The current threshold used for oliguria in the definition of neonatal AKI has been empirically defined as 1 ml/kg per hour. Urine output criteria are generally poorly documented, resulting in uncertainty in the most accurate threshold to identify AKI in very preterm infants with known tubular immaturity.

We conducted a bicentric study including 473 very preterm infants (24^0/7–29^6/7 weeks of gestation) born between January 2014 and December 2018 with urine output measurements every 3 hours during the first 7 days of life and two serum creatinine measurements during the first 10 days of life. AKI was defined using the neonatal Kidney Disease Improving Global Outcomes (KDIGO) definition. We tested whether higher urine output thresholds (1.5 or 2 ml/kg per hour) in modified AKI definitions may better discriminate neonatal mortality compared with the current definition.

Early-onset AKI was developed by 101 of 473 (21%) very preterm infants. AKI was diagnosed on the basis of urine output criteria alone (no rise in creatinine) for 27 of 101 (27%) participants. Early-onset AKI was associated with higher risk of death before discharge (adjusted odds ratio, 3.9; 95% confidence interval, 1.9 to 7.8), and the AKI neonatal KDIGO score showed good discriminative performance for neonatal mortality, with an area under the receiver operating characteristic (ROC) curve of 0.68 (95% confidence interval, 0.61 to 0.75). Modified AKI definitions that included higher urine output thresholds showed significantly improved discriminative performance, with areas under the ROC curve of 0.73 (95% confidence interval, 0.66 to 0.80) for the 1.5-ml/kg per hour threshold and 0.75 (95% confidence interval, 0.68 to 0.81) for the 2-ml/kg per hour threshold.

Early-onset AKI was diagnosed on the basis of urine output exclusively for a quarter of the cases. Furthermore, modified AKI definitions that included higher urine output improved the discriminative performance for predicting mortality.

目前新生儿 AKI 定义中用于少尿的阈值根据经验定义为每小时 1 毫升/公斤。尿量标准通常记录很少，导致在已知肾小管不成熟的极早产儿中识别 AKI 的最准确阈值存在不确定性。
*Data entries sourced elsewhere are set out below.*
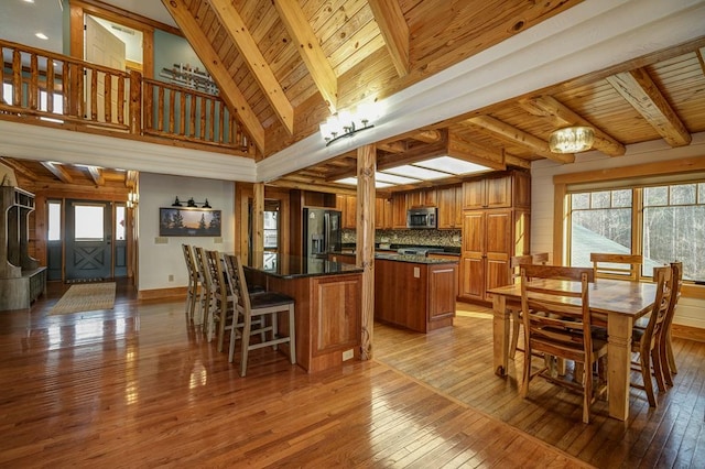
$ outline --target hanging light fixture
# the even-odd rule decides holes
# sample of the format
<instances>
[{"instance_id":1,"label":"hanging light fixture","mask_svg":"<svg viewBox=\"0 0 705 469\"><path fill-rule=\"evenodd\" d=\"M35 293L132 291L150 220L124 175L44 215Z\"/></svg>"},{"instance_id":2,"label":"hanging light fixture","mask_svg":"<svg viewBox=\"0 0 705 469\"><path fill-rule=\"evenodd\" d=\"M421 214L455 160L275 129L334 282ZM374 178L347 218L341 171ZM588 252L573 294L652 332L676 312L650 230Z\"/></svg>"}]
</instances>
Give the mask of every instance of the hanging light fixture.
<instances>
[{"instance_id":1,"label":"hanging light fixture","mask_svg":"<svg viewBox=\"0 0 705 469\"><path fill-rule=\"evenodd\" d=\"M551 133L549 149L553 153L577 153L593 148L595 131L590 127L566 127Z\"/></svg>"},{"instance_id":2,"label":"hanging light fixture","mask_svg":"<svg viewBox=\"0 0 705 469\"><path fill-rule=\"evenodd\" d=\"M326 146L344 137L351 137L361 130L373 128L372 120L378 117L377 113L375 103L362 103L358 106L355 113L340 111L330 116L319 126L321 135L326 141Z\"/></svg>"}]
</instances>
我们进行了一项双中心研究，纳入了 2014 年 1 月至 2018 年 12 月期间出生的 473 名极早产儿（妊娠 24 ^0/7 –29 ^6/7周），在生命的前 7 天内每 3 小时测量一次尿量，并测量两次血清肌酐在生命的最初 10 天。AKI 的定义采用新生儿肾病改善全球成果 (KDIGO) 的定义。我们测试了修改后的 AKI 定义中较高的尿量阈值（每小时 1.5 或 2 毫升/千克）是否可以比当前定义更好地区分新生儿死亡率。

473 名极早产儿中，有 101 名 (21%) 出现早发性 AKI。101 名参与者中有 27 名 (27%) 仅根据尿量标准（肌酐不升高）诊断 AKI。早发性 AKI 与出院前较高的死亡风险相关（调整后的比值比为 3.9；95% 置信区间为 1.9 至 7.8），AKI 新生儿 KDIGO 评分显示出对新生儿死亡率的良好判别性能，接收器下面积操作特征 (ROC) 曲线为 0.68（95% 置信区间，0.61 至 0.75）。包括更高尿量阈值在内的修改后的 AKI 定义显示判别性能显着改善，对于 1.5 毫升/千克每小时阈值，ROC 曲线下面积为 0.73（95% 置信区间，0.66 至 0.80），对于 1.5 毫升/千克每小时阈值，ROC 曲线下面积为 0.75（95% 置信区间） ，0.68 至 0。

四分之一的病例仅根据尿量来诊断早发性 AKI。此外，修改后的 AKI 定义（包括更高的尿量）改善了预测死亡率的判别性能。